Frederick Lewis Appel, Gretta Chambers and Zhiguo Wang

A credit to their town

Chancellor Gretta Chambers received confirmation of something her friends and admirers suspected all along--she is a Great Montrealer. Chambers was formally inducted into the Academy of Great Montrealers last month, along with author Arlette Cousture and businessman Serge Saucier.

Run by the Board of Trade of Metropolitan Montreal, the academy celebrates the achievements of individuals who have helped bolster the prestige of the city.

Other members of the academy include former prime minister Pierre Trudeau, business leaders Charles Bronfman, Paul Desmarais and Jean Coutu, playwright Michel Trembley, conductor Charles Dutoit and hockey legend Jean Beliveau. New academy members are selected in a vote amongst the current members of the academy.

Chambers is credited with being one of the province's first anglophone journalists to take a serious interest in francophone Quebec. A weekly columnist with the Gazette and a frequent political commentator on CBC Newsworld and CBC Radio, Chambers chairs the Quebec Ministry of Education's Advisory Board on English Education and the McGill University Montreal Children's Hospital Research Institute.

The academy also recently handed out its annual Prix d'Excellence for outstanding doctoral research by graduate students enrolled in Montreal universities. McGill scholars took two of the four awards.

Political science doctoral student Frederick Lewis Appel won for his thesis on Frederick Nietzsche, arguing that although Nietzche is celebrated for his claim of being "beyond good or evil," the German philosopher did in fact distinguish between higher, admirable types of behaviour and lower, contemptible ones. Appel belives that Nietzche sought to promote the former, albeit by favouring a gifted elite of "higher" humans.

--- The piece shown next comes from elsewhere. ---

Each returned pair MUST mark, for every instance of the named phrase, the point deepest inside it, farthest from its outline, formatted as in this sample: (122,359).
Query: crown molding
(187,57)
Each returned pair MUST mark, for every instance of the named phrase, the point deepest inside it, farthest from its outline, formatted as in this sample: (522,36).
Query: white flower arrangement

Zhiguo Wang, who worked on his PhD in the Department of Pharmacology and Therapeutics, was also singled out. Wang's thesis examines cardiac electrical activity. His research helped identify a potassium ion channel in the human heart that plays an important role in governing cardiac electrical activity and Wang also assisted in identifying the gene that encodes for this newly dicovered channel. In studying several clinically used drugs, Wang and his co-investigators noticed a novel type of drug action that might offer improved results and fewer side effects in the treatment of cardiac electrical disorders.